Last week, the music world buzzed with news as Neal Schon and Jonathan Cain dismissed veteran members Ross Valory and Steve Smith from Journey.
The duo accused the former bandmates of attempting a misguided takeover to gain control of the band’s iconic name. In a legal move, Schon and Cain sought over $10 million in damages. Yet, the startling revelations didn’t end there. Legal documents shed light on more than just the recent dispute, delving into the financial arrangements set after lead vocalist Steve Perry exited the band.
Back in 1986, Schon, Cain, and Perry had collectively trademarked “Journey.” However, Perry’s departure led to a revision in their agreement, granting Schon and Cain rights over the band’s name, but with significant financial obligations.
Under the new terms, for the first two albums released without Perry, Neal Schon and Cain agreed to pay him half of the net earnings from those albums, based on the higher income between the two. The percentage owed to Perry would decrease with subsequent albums – 25% for the third and 12.5% for any further studio albums.
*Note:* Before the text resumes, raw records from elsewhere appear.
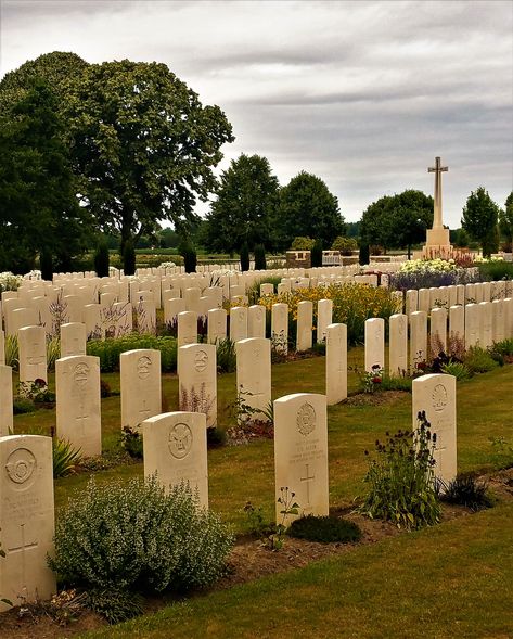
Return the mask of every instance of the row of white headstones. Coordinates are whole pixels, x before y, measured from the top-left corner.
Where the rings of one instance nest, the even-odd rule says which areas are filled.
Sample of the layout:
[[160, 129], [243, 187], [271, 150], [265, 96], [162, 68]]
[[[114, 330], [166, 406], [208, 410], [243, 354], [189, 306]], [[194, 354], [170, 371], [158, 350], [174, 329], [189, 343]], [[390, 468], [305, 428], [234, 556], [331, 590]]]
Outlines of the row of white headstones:
[[[254, 274], [252, 276], [255, 277]], [[382, 276], [383, 279], [384, 276]], [[2, 293], [0, 310], [3, 316], [5, 333], [16, 334], [26, 325], [41, 324], [47, 333], [55, 333], [61, 323], [84, 322], [87, 334], [118, 336], [131, 332], [154, 333], [156, 309], [164, 307], [164, 321], [171, 322], [179, 312], [194, 311], [207, 317], [213, 308], [220, 308], [223, 299], [232, 303], [247, 303], [248, 277], [235, 281], [222, 276], [225, 282], [211, 282], [206, 277], [180, 276], [162, 279], [113, 281], [112, 278], [69, 280], [54, 285], [52, 282], [27, 282], [17, 292]], [[346, 283], [361, 281], [376, 285], [377, 276], [318, 276], [282, 278], [278, 284], [279, 293], [288, 293], [298, 287], [316, 284]], [[382, 285], [386, 283], [382, 281]], [[28, 287], [30, 286], [30, 287]], [[260, 285], [262, 295], [274, 292], [273, 284]], [[395, 292], [398, 310], [407, 315], [415, 310], [429, 311], [436, 306], [449, 308], [469, 302], [490, 302], [511, 297], [511, 282], [485, 282], [458, 286], [421, 289], [420, 291]], [[245, 335], [253, 336], [253, 335]], [[256, 336], [256, 335], [255, 335]]]
[[[319, 327], [326, 342], [326, 396], [329, 405], [347, 397], [347, 328], [325, 323], [331, 319], [332, 301], [319, 302]], [[233, 338], [236, 344], [238, 388], [245, 394], [244, 402], [257, 412], [265, 411], [271, 400], [271, 346], [286, 352], [287, 306], [272, 307], [272, 335], [265, 338], [266, 310], [255, 307], [258, 321], [253, 322], [253, 334], [247, 334], [247, 317], [252, 309], [232, 309], [232, 327], [244, 327]], [[218, 343], [226, 329], [226, 311], [215, 309], [209, 332], [210, 342]], [[448, 322], [449, 319], [449, 322]], [[197, 316], [193, 311], [178, 315], [178, 372], [180, 378], [180, 408], [200, 406], [207, 413], [208, 425], [217, 422], [216, 406], [216, 344], [197, 345]], [[312, 303], [298, 305], [298, 341], [303, 349], [311, 347]], [[304, 331], [300, 328], [304, 327]], [[364, 370], [386, 369], [385, 320], [365, 321]], [[453, 306], [449, 312], [436, 308], [431, 314], [431, 335], [427, 314], [413, 311], [409, 317], [396, 314], [389, 318], [390, 375], [414, 372], [425, 361], [428, 349], [434, 355], [445, 350], [448, 340], [459, 337], [466, 347], [490, 346], [513, 336], [513, 299], [498, 299]], [[42, 327], [26, 327], [18, 331], [20, 380], [47, 381], [47, 353]], [[86, 455], [101, 452], [100, 365], [99, 358], [86, 354], [86, 330], [81, 323], [64, 324], [61, 330], [61, 354], [55, 363], [57, 396], [56, 427], [60, 437], [79, 446]], [[77, 359], [77, 357], [81, 359]], [[0, 331], [0, 434], [13, 425], [12, 370], [3, 366], [3, 334]], [[121, 425], [134, 427], [146, 417], [161, 412], [161, 354], [158, 350], [132, 350], [120, 357]], [[68, 401], [68, 398], [73, 401]], [[70, 404], [70, 406], [69, 406]], [[86, 427], [86, 424], [89, 424]], [[92, 426], [94, 424], [94, 426]], [[81, 433], [81, 435], [79, 435]]]
[[[302, 515], [329, 513], [326, 406], [325, 395], [310, 393], [274, 401], [277, 521], [284, 525], [296, 516], [283, 519], [278, 499], [284, 487], [295, 493]], [[432, 374], [414, 380], [413, 427], [419, 411], [426, 412], [437, 435], [435, 472], [450, 481], [457, 473], [456, 379]], [[157, 473], [166, 488], [189, 482], [197, 488], [204, 508], [208, 508], [206, 424], [204, 413], [190, 411], [157, 414], [142, 422], [144, 474]], [[0, 437], [0, 528], [7, 553], [0, 561], [0, 593], [13, 603], [48, 599], [55, 592], [55, 575], [47, 565], [54, 535], [50, 437]], [[9, 608], [0, 606], [0, 611]]]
The financial ties didn’t stop at album sales. Perry also secured a substantial share of the profits from Journey’s tours, even though he no longer performed with them. For the initial two tours without Perry, he would receive half of the net tour income. The amount would reduce to 25% for the following tour and 12.5% for each one thereafter, with the net income defined as the larger share of earnings between Schon and Cain.